OpenAI GPT Models
Introduction
OpenAI Generative Pre-trained Transformer (GPT) models are a series of transformer architecture based language models trained on a large corpus of text data to generate human-like text developed by OpenAI. Since the rise of transformer model, OpenAI has been continuing on the track of optimizing the GPT models using larger and better datasets, improved neural network modules, human supervision and assistance, and other innovations.
As of 2023, the latest GPT model, ChatGPT, has become the most popular application in the world that helps the users solving problems in different specialized domains. In this article, I would like to discuss the evolution of OpenAI GPT models and their technical details.
Prerequisites
There are a couple of prerequisites for understanding the GPT evolution, including the transformer model, language modeling, and natural language processing task specific fine-tuning.
Transformer
The transformer model is the key neural network architecture for the OpenAI GPT models. To learn the transformer model, if you have not done so, please read my previous article “Transformer Explained in One Single Page” for transformer basics and “Transformer Autoregressive Inference Optimization” for in-depth understanding of the transformer decoder autoregressive decoding process.
Language Modeling
A language model is a probability distribution over sequences of token variables $W = \{ W_1, W_2, W_3, \cdots, W_n \}$, namely, $P(W) = P(W_1, W_2, W_3, \cdots, W_n)$. To optimize such a language model so that the language sampled from the probability distribution is natural to human beings, usually we train the model with the text data that is created by human beings. The optimization for most of the language models is the maximum likelihood estimation with respect to the model parameters given the text training data. Concretely,
$$
\DeclareMathOperator*{\argmin}{argmin}
\DeclareMathOperator*{\argmax}{argmax}
\begin{aligned}
\theta^{\ast}
&= \argmax_{\theta} \prod_{i = 1}^{n} P_{\theta}(w_{i}) \\
&= \argmax_{\theta} \sum_{i = 1}^{n} \log P_{\theta}(w_{i}) \\
\end{aligned}
$$
where $\theta$ are the language model paramters, $n$ is the number of sequences from the dataset, $w_{i}$ is the $i$-th sequence from the dataset.

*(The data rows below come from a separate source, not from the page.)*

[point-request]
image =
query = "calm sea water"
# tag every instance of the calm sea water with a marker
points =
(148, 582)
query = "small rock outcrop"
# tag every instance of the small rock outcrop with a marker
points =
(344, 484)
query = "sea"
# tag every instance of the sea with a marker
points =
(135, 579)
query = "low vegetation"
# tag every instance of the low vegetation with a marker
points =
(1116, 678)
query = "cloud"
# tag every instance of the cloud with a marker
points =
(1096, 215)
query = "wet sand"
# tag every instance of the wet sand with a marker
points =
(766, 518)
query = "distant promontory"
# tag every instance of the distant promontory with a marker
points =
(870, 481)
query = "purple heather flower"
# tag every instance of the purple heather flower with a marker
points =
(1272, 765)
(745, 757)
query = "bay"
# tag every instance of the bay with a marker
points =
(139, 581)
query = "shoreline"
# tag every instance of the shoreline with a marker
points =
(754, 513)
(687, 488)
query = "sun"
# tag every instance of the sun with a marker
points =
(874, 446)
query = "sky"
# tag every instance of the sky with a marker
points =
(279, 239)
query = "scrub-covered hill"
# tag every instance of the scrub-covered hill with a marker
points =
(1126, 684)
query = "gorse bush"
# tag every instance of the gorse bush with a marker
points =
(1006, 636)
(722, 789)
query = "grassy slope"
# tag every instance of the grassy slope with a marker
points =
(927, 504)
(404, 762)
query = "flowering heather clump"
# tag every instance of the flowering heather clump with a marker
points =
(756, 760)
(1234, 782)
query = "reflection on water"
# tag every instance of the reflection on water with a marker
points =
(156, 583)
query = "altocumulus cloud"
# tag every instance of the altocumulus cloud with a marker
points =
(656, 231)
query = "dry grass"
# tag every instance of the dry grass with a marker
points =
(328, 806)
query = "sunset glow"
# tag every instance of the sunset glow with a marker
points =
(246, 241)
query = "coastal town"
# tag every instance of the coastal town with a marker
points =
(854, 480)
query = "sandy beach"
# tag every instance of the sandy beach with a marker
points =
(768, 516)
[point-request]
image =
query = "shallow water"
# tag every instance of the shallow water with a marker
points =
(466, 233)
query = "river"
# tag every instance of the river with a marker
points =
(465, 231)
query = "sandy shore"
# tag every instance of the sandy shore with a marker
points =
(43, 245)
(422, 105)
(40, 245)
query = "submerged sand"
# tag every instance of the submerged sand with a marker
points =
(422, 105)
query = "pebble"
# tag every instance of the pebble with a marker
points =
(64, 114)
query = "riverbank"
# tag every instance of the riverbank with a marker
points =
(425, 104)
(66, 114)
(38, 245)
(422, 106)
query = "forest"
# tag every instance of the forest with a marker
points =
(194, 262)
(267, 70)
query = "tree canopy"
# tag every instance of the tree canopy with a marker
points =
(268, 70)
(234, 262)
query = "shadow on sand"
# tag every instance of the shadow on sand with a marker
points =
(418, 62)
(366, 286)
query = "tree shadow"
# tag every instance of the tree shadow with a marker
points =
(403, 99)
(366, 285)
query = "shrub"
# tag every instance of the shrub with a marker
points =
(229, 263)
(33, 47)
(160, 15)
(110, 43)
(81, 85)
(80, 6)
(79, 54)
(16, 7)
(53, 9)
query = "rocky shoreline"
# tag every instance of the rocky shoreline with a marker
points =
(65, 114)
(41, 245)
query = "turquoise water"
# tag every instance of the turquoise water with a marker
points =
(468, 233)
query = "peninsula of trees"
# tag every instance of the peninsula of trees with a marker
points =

Suppose $W = \{ W_1, W_2, W_3, \cdots, W_n \}$, according to the chain rule,
$$
\begin{aligned}
P_{\theta}(W)
&= P_{\theta}(W_{1}, W_{2}, W_{3}, \cdots, W_{n}) \\
&= P_{\theta}(W_{1})P_{\theta}(W_{2} \vert W_{1})P_{\theta}(W_{3} \vert W_{1}, W_{2}) \cdots P_{\theta}(W_{n} \vert W_{1}, W_{2}, \cdots, W_{n-1}) \\
&= \prod_{i=1}^{n} P_{\theta}(W_{i} \vert W_{1}, W_{2}, \cdots, W_{i-1})
\end{aligned}
$$
In practice, the language models, such as recurrent neural networks and transformer models, are optimized using the following formula.
$$
\begin{aligned}
\theta^{\ast}
&= \argmax_{\theta} \sum_{i = 1}^{n} \log P_{\theta}(w_{i}) \\
&= \argmax_{\theta} \sum_{i = 1}^{n} \sum_{j=1}^{m_{i}} \log P_{\theta}(w_{i, j} \vert w_{i, 1}, w_{i, 2}, \cdots, w_{i, j-1}) \\
\end{aligned}
$$
where $m_i$ is the number of tokens in the sequence $w_{i}$, and $w_{i, j}$ is the $j$-th token in the sequence $w_{i}$.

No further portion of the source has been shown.